III. L'AVENIR DU CONSERVATOIRE DU LITTORAL

Le Conservatoire de l'espace littoral et des rivages lacustres a été créé par la loi du 10 juillet 1975.

Celle-ci lui a conféré le statut d'établissement public de l'Etat à caractère administratif, et lui a donné pour mission de mener, après avis des conseils municipaux intéressés, une politique foncière de sauvegarde de l'espace littoral et de respect des sites naturels et de l'équilibre écologique.

Le Conservatoire a élaboré une stratégie à long terme qui s'appuie sur un inventaire exhaustif des sites naturels remarquables le long du littoral, correspondant à ses critères d'intervention.
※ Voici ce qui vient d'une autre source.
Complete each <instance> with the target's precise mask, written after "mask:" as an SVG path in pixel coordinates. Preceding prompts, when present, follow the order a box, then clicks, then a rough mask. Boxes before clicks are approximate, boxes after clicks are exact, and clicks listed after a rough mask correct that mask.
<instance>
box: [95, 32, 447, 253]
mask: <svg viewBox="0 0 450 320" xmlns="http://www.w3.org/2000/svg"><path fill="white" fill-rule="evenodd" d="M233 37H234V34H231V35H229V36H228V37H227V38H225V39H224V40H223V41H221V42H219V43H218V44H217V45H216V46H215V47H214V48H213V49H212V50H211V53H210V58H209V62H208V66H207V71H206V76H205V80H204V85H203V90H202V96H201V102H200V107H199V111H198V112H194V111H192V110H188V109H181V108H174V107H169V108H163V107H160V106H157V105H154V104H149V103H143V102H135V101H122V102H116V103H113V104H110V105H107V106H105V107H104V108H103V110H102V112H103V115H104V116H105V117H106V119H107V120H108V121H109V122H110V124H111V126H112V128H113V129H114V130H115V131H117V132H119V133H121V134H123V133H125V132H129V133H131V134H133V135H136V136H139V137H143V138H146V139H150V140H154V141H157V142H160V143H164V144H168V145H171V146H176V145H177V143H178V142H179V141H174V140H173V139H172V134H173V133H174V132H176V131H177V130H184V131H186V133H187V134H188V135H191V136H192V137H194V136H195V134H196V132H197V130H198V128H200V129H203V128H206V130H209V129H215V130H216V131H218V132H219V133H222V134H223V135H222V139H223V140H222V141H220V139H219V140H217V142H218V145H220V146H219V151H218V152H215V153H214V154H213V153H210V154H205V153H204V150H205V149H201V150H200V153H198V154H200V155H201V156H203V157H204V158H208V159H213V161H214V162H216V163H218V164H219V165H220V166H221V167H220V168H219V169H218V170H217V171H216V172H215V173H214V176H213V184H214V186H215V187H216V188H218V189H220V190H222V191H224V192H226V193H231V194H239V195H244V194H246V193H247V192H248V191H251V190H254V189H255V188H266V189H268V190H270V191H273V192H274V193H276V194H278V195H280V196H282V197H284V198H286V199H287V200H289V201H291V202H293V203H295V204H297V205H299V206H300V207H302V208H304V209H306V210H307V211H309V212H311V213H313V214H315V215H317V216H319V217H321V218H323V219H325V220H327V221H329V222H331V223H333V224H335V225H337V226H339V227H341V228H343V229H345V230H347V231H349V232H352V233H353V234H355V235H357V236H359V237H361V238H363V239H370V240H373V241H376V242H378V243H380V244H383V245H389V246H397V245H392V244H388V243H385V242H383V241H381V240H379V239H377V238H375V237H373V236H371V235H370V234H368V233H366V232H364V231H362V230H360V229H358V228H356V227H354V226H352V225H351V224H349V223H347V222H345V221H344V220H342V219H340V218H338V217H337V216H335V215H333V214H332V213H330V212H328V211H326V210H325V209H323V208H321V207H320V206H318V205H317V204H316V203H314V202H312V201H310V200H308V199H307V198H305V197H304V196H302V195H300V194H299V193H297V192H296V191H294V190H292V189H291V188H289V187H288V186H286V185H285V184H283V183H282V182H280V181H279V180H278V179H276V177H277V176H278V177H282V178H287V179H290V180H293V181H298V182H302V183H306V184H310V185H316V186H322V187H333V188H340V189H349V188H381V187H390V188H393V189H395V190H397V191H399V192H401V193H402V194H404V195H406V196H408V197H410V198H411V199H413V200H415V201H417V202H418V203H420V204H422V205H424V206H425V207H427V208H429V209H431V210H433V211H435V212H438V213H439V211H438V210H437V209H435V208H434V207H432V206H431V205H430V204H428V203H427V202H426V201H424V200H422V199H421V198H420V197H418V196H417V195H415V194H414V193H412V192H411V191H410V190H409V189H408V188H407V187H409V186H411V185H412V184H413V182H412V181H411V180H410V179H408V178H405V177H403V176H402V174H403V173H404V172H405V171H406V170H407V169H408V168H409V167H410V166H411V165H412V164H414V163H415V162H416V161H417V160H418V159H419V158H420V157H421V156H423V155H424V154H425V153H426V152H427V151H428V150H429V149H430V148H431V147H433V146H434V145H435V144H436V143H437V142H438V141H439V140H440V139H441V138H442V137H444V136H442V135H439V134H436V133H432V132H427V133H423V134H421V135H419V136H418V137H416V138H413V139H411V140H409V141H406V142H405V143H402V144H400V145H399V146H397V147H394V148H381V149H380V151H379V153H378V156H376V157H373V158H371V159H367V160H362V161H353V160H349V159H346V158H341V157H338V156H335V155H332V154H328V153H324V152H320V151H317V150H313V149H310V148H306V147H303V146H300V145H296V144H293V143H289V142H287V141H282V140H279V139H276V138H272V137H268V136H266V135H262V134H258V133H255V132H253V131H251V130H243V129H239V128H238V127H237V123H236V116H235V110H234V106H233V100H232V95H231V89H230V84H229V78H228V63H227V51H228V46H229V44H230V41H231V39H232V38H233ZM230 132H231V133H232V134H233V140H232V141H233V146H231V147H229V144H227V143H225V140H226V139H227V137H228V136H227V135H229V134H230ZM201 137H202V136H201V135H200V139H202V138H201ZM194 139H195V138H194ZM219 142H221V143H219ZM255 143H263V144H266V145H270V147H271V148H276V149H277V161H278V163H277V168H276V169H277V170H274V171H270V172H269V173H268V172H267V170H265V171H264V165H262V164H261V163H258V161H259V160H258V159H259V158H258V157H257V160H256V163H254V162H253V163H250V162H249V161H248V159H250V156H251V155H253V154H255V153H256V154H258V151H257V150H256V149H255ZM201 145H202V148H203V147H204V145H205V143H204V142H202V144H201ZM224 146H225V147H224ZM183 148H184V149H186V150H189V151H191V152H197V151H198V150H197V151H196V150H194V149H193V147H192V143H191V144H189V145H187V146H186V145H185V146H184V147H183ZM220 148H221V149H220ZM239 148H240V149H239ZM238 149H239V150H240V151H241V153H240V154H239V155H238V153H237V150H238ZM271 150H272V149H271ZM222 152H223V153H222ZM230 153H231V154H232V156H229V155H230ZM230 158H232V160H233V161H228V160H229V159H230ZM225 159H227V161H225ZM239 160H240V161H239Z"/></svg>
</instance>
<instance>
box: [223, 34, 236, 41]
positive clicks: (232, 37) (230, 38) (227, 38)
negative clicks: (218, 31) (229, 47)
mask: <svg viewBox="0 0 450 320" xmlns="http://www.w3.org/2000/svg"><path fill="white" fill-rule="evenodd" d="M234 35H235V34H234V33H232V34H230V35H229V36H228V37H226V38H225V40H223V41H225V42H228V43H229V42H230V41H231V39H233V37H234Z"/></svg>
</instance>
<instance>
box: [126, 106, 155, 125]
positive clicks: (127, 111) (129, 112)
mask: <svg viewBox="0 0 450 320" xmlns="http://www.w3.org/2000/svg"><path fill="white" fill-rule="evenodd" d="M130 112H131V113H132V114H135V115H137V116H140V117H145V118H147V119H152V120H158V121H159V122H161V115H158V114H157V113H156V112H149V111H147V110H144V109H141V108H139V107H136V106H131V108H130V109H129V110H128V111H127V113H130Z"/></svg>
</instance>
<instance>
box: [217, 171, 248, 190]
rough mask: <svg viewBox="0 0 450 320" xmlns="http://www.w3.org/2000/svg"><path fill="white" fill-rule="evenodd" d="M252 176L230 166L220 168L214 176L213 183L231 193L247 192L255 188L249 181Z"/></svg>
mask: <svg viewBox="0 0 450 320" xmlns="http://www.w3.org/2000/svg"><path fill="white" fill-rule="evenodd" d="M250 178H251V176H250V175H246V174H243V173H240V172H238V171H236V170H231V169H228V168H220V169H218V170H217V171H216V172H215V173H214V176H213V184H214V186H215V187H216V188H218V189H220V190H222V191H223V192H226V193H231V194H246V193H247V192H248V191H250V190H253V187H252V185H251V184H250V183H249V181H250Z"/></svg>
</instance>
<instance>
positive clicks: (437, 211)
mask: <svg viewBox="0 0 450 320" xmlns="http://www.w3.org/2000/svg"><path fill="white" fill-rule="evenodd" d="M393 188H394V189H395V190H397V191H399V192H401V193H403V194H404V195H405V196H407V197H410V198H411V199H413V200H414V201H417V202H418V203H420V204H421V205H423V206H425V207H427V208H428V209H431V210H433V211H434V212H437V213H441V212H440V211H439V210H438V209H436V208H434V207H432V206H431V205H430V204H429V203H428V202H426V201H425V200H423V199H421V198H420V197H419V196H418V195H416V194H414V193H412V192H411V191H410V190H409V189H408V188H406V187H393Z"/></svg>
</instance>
Cette stratégie a été approuvée par le Gouvernement et présentée au Président de la République en juillet 1995. Elle conduit à prévoir la maîtrise foncière de 200 000 hectares en bord de mer, de façon à contribuer à l'objectif de la protection du tiers du littoral français.

Toutefois, ces dernières années ont été marquées par la multiplication de difficultés de nature juridique, institutionnelle et administrative, rencontrées plus particulièrement dans l'exercice, par le Conservatoire, de ses responsabilités de propriétaires.
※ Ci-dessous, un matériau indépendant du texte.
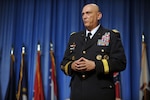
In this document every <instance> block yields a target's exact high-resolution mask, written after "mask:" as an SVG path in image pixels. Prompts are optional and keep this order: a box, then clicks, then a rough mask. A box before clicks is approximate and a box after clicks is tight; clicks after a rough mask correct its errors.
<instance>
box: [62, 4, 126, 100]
mask: <svg viewBox="0 0 150 100" xmlns="http://www.w3.org/2000/svg"><path fill="white" fill-rule="evenodd" d="M101 18H102V13H101V11H100V9H99V7H98V6H97V5H96V4H87V5H85V6H84V7H83V10H82V20H83V23H84V26H85V30H83V31H80V32H76V33H73V34H71V36H70V39H69V43H68V46H67V49H66V51H65V55H64V58H63V60H62V62H61V69H62V71H63V72H64V73H65V74H66V75H69V76H70V77H71V82H70V87H71V94H70V99H71V100H115V88H114V81H113V73H114V72H120V71H123V70H125V68H126V57H125V53H124V48H123V46H122V43H121V39H120V38H119V37H117V36H116V34H118V32H117V33H115V32H113V31H111V30H109V29H106V28H104V27H102V25H101V24H100V23H99V21H100V19H101ZM88 34H89V35H88Z"/></svg>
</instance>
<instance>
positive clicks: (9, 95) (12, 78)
mask: <svg viewBox="0 0 150 100" xmlns="http://www.w3.org/2000/svg"><path fill="white" fill-rule="evenodd" d="M12 52H13V51H12ZM14 63H15V56H14V54H13V53H11V55H10V72H9V82H8V86H7V90H6V95H5V100H15V97H16V94H15V91H16V89H15V88H16V85H15V84H16V83H15V82H16V78H15V71H14Z"/></svg>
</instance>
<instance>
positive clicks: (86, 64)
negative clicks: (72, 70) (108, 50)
mask: <svg viewBox="0 0 150 100" xmlns="http://www.w3.org/2000/svg"><path fill="white" fill-rule="evenodd" d="M71 68H72V69H73V70H75V71H90V70H93V69H95V62H94V61H92V60H88V59H86V58H84V57H81V58H80V59H78V60H76V61H74V62H73V63H72V65H71Z"/></svg>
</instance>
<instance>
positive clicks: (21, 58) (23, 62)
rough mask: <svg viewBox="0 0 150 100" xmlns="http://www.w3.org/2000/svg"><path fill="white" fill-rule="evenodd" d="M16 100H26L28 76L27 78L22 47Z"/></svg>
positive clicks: (27, 94)
mask: <svg viewBox="0 0 150 100" xmlns="http://www.w3.org/2000/svg"><path fill="white" fill-rule="evenodd" d="M16 99H17V100H28V76H27V66H26V62H25V47H24V46H23V47H22V54H21V65H20V72H19V81H18V87H17V94H16Z"/></svg>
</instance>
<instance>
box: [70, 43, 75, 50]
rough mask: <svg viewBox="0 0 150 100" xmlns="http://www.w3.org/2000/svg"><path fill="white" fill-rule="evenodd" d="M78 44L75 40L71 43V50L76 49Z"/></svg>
mask: <svg viewBox="0 0 150 100" xmlns="http://www.w3.org/2000/svg"><path fill="white" fill-rule="evenodd" d="M75 47H76V44H75V42H74V43H72V44H71V45H70V50H75Z"/></svg>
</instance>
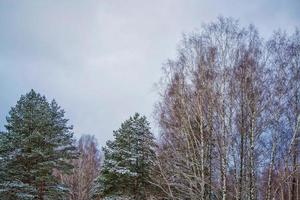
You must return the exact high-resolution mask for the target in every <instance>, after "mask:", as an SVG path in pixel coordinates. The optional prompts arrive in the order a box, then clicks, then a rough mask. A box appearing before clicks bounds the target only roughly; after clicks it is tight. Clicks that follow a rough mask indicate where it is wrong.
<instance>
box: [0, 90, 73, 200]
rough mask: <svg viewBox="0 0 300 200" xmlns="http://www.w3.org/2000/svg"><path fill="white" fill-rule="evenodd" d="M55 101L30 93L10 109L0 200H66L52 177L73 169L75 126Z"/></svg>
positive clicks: (1, 172)
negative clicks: (73, 125) (57, 199)
mask: <svg viewBox="0 0 300 200" xmlns="http://www.w3.org/2000/svg"><path fill="white" fill-rule="evenodd" d="M67 122H68V120H67V119H65V118H64V110H63V109H61V108H60V107H59V106H58V104H57V103H56V102H55V101H54V100H53V101H52V102H51V103H49V102H47V100H46V98H45V97H44V96H41V95H40V94H39V93H36V92H35V91H34V90H31V91H30V92H29V93H27V94H26V95H22V96H21V98H20V100H19V101H18V102H17V104H16V106H15V107H13V108H11V110H10V112H9V116H8V117H7V124H6V126H5V128H6V130H7V131H6V132H5V133H2V134H1V138H0V143H1V144H0V159H1V165H0V168H1V169H0V172H1V173H0V176H1V177H0V199H8V200H14V199H24V200H26V199H39V200H42V199H43V200H46V199H67V193H68V190H67V188H66V187H64V185H61V184H60V183H59V180H58V179H57V178H56V177H55V176H54V175H53V171H54V170H58V171H61V172H63V173H67V172H69V170H70V169H71V168H72V165H70V164H69V163H70V162H68V160H69V159H73V158H76V154H77V153H76V148H75V147H74V145H73V143H74V141H73V133H72V126H69V125H68V124H67Z"/></svg>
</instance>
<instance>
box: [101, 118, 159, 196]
mask: <svg viewBox="0 0 300 200" xmlns="http://www.w3.org/2000/svg"><path fill="white" fill-rule="evenodd" d="M114 137H115V140H114V141H108V142H107V143H106V147H104V148H103V152H104V157H105V160H104V163H103V166H102V169H101V173H100V176H99V178H98V179H97V180H96V183H95V184H96V185H95V188H99V190H98V191H97V189H95V194H96V195H97V194H98V195H100V196H101V197H109V196H123V198H124V196H127V197H128V198H133V199H146V197H147V196H149V191H150V187H149V186H150V184H149V183H148V181H149V180H150V173H151V172H150V171H151V168H152V166H153V164H154V159H155V152H154V148H155V143H154V137H153V135H152V133H151V132H150V127H149V122H147V120H146V117H144V116H140V115H139V114H137V113H136V114H135V115H134V116H133V117H130V118H129V119H128V120H126V121H125V122H124V123H122V125H121V128H119V129H118V130H117V131H114Z"/></svg>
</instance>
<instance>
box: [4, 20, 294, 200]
mask: <svg viewBox="0 0 300 200" xmlns="http://www.w3.org/2000/svg"><path fill="white" fill-rule="evenodd" d="M177 52H178V54H177V57H176V58H175V59H170V60H168V61H167V62H166V63H165V64H164V66H163V76H162V78H161V81H160V84H159V86H160V87H159V94H160V100H159V102H157V104H156V106H155V118H156V120H157V122H158V125H159V130H160V133H159V136H158V137H157V138H155V137H154V135H153V133H152V132H151V130H150V124H149V122H148V121H147V119H146V117H145V116H142V115H140V114H138V113H136V114H134V115H133V116H131V117H129V119H128V120H126V121H124V122H123V123H122V124H121V126H120V128H119V129H117V130H116V131H114V132H113V135H114V139H113V140H111V141H107V142H106V145H105V146H104V147H103V148H102V150H100V149H99V147H98V145H97V141H96V139H95V137H94V136H90V135H86V136H82V137H81V138H80V139H79V140H78V141H76V140H75V139H74V138H73V132H72V126H70V125H69V124H68V120H67V119H65V117H64V111H63V109H61V108H60V107H59V106H58V104H57V103H56V102H55V101H54V100H53V101H52V102H50V103H49V102H48V101H47V99H46V98H45V97H44V96H41V95H40V94H39V93H36V92H35V91H34V90H31V91H30V92H29V93H27V94H25V95H23V96H21V98H20V100H19V101H18V102H17V104H16V106H15V107H12V108H11V111H10V112H9V115H8V117H7V123H6V125H5V128H6V131H5V132H3V133H1V134H0V161H1V163H0V198H1V199H8V200H15V199H38V200H44V199H45V200H46V199H70V200H88V199H98V200H99V199H136V200H144V199H145V200H146V199H160V200H165V199H170V200H181V199H186V200H198V199H202V200H206V199H207V200H213V199H222V200H226V199H228V200H231V199H234V200H244V199H249V200H256V199H266V200H277V199H278V200H285V199H288V200H297V199H300V183H299V182H300V160H299V154H300V144H299V143H300V32H299V30H298V29H296V30H295V31H294V32H293V33H291V34H290V33H286V32H284V31H275V32H274V33H273V34H272V36H271V37H270V38H269V39H263V38H262V37H261V36H260V35H259V33H258V30H257V29H256V28H255V27H254V26H253V25H249V26H248V27H242V26H240V25H239V23H238V21H237V20H234V19H231V18H222V17H220V18H218V19H217V20H216V21H215V22H212V23H209V24H205V25H203V26H202V28H201V29H200V31H196V32H193V33H191V34H187V35H184V36H183V39H182V41H181V43H180V45H179V46H178V51H177Z"/></svg>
Ces difficultés sont liées, en particulier, à l'extension qu'a pris, au fil des ans, le patrimoine du Conservatoire, sans que les moyens dont il dispose aient progressé dans la même proportion. Au 1 er janvier 2001, ce patrimoine s'étendait sur 851 kilomètres de rivage, et couvrait près de 64 000 hectares, répartis entre 476 sites.

Face à ces difficultés, le Premier ministre a confié à notre collègue, M. Louis Le Pensec, une mission de réflexion sur le Conservatoire du littoral, en l'invitant plus particulièrement à formuler des propositions sur une « définition modernisée et élargie de ses missions », sur les adaptations législatives ou réglementaires que celle-ci pourrait nécessiter, et sur l'amélioration du dispositif de conventionnement mis en place pour la gestion des sites.

M. Le Pensec a déposé son rapport le 20 juillet 2001 et votre rapporteur se propose d'en résumer les principales orientations.

A. UN OUTIL EFFICACE AU SERVICE DE LA PROTECTION DU LITTORAL

1. Des missions à renforcer

Le rapport part du constat que la mission confiée au Conservatoire fait aujourd'hui l'objet d'un consensus remarquable. Celui-ci repose sur la conviction que le patrimoine littoral est un capital de richesses et d'agrément qui appartient à la collectivité tout entière et dont la protection est une prérogative de puissance publique.

Le Conservatoire apparaît comme un outil approprié dans la conduite de cette mission : il n'apparaît pas comme un démembrement de l'administration, mais plutôt comme un organisme exerçant une mission au service de la Nation.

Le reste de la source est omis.